We reran the same analysis with MOFA+ and clustered the data by specifying the number of clusters (k parameter) to 10 and using all the latent factors from MOFA + . Using CELLiD, we identified 10 cell types, namely CD14 monocyte, CD16 NK cell, Cycling T/NK cell, Dendritic cell, MAIT cell, Megakaryocyte, Memory CD4 T cell, Naïve B cell, Naïve CD4 T cell, and pDC. We again visualized the marker genes such as MS4A1 for B cells and CD4 for CD4 T cells in both RNA and ADT assays to verify the cell type annotations (Fig. 6).

ezSingleCell’s scATAC-Seq module performs scATAC-seq data analysis and integration

In this final demonstration, we employed ezSingleCell to process an scATAC-seq dataset of 10k PBMCs from a healthy donor (Fig. 7A). The output from Cell Ranger ATAC was downloaded from 10x Genomics (Supplementary Table 3; Supplementary Dataset 1). For quality control, the user can compute metrics such as nucleosome banding pattern, transcriptional start site (TSS) enrichment score, total number of fragments in peaks, and ratio reads in genomic blacklist regions (Fig. 7B). We first normalized the data using Term Frequency-Inverse Document Frequency (TF-IDF) normalization, followed by feature selection and dimension reduction. Cell clustering was then performed using the first 10 PC dimensions with a k-nearest neighbor value of 10 and a Louvain clustering resolution of 0.6. The UMAP was then computed to visualize the 14 clusters found (Fig. 7C). We next performed differential peak analysis between clusters. The results were then visualized using violin plots, feature plots, and coverage plots (Fig. 7D, E). Users can also compute for differentially expressed peaks (DE peaks) between clusters using a wide range of statistical tests (Fig. 7G).

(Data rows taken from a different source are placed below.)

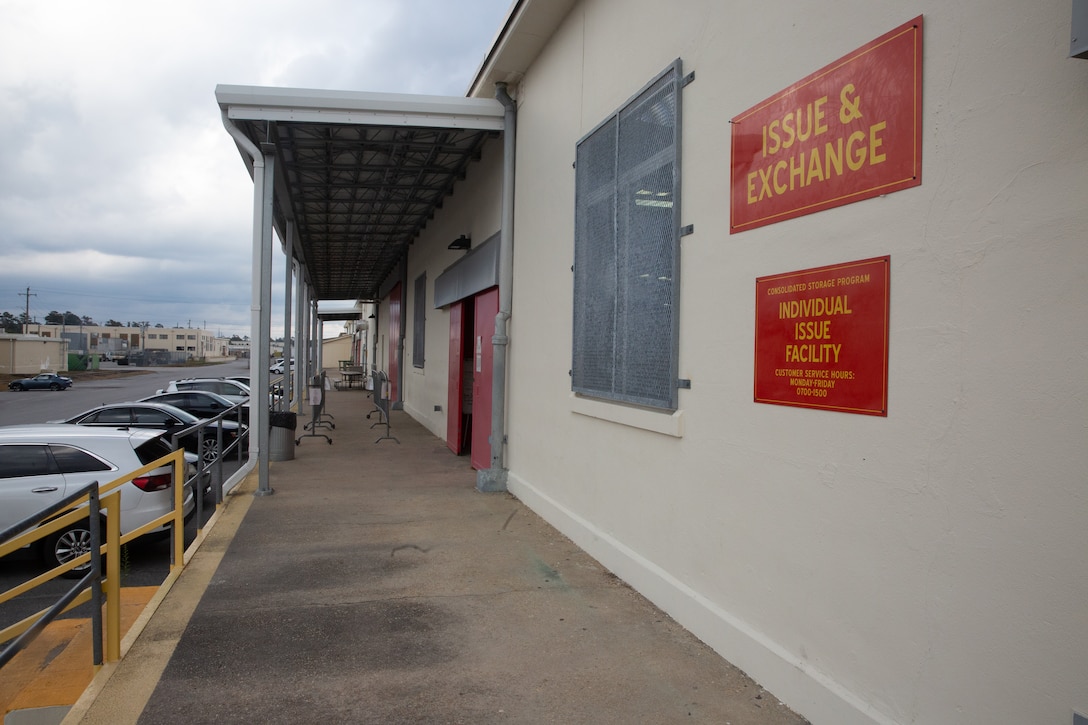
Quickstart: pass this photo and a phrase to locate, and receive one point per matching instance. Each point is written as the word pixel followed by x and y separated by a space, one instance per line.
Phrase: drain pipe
pixel 258 361
pixel 494 478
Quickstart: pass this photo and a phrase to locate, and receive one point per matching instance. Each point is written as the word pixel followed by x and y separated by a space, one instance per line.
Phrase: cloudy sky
pixel 121 194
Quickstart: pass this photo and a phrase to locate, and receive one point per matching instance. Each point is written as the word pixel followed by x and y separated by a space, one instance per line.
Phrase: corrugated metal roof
pixel 359 174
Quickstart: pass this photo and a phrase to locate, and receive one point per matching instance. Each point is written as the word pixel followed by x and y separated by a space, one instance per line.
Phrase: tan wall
pixel 26 355
pixel 925 567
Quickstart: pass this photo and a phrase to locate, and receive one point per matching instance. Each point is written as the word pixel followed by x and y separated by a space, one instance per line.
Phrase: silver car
pixel 41 464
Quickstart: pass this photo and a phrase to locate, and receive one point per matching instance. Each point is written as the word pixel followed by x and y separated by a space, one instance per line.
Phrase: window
pixel 419 321
pixel 19 461
pixel 627 250
pixel 74 461
pixel 112 416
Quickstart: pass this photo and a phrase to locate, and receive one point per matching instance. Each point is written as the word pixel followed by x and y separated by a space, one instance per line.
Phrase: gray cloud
pixel 121 194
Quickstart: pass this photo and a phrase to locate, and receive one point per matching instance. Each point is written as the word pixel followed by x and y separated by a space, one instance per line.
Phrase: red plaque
pixel 849 132
pixel 821 338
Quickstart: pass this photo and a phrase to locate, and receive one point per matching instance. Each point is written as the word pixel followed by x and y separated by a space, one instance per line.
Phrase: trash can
pixel 282 425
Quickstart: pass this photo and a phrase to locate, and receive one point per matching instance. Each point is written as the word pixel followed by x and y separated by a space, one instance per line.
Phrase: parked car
pixel 44 381
pixel 161 417
pixel 232 390
pixel 199 403
pixel 41 464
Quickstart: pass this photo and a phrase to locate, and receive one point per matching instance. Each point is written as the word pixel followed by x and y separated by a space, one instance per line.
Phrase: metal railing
pixel 89 503
pixel 204 467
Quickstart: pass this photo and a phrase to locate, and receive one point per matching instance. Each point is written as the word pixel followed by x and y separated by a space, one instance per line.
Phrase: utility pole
pixel 26 317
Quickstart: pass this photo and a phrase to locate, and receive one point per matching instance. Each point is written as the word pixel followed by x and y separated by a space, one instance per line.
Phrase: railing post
pixel 112 503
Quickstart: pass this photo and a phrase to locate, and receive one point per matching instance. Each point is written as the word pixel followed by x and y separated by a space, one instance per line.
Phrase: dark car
pixel 159 416
pixel 199 403
pixel 45 381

Fig. 7: ezSingleCell scATAC-seq module.
figure 7

A Workflow of scATAC-seq analysis; (B) transcriptional start site (TSS) enrichment; (C) data clustering and dimension reduction; (D) data visualization; (E) coverage plot; (F) link peaks to genes; (G) differentially expressed peak (DE peak) analysis between clusters; (H) integration of scRNA-seq and scATAC-seq data for cell type identification. Here, we loaded a processed human PBMCs scRNA-seq dataset and identified 12 cell types in the scATAC-seq dataset through cell type label transfer; (I) gene set enrichment analysis (GSEA) of scATAC-seq data using the rGREAT and fgsea packages. We used the weighted Kolmogorov–Smirnov statistic for GSEA analysis. Source data is provided as a Source Data file.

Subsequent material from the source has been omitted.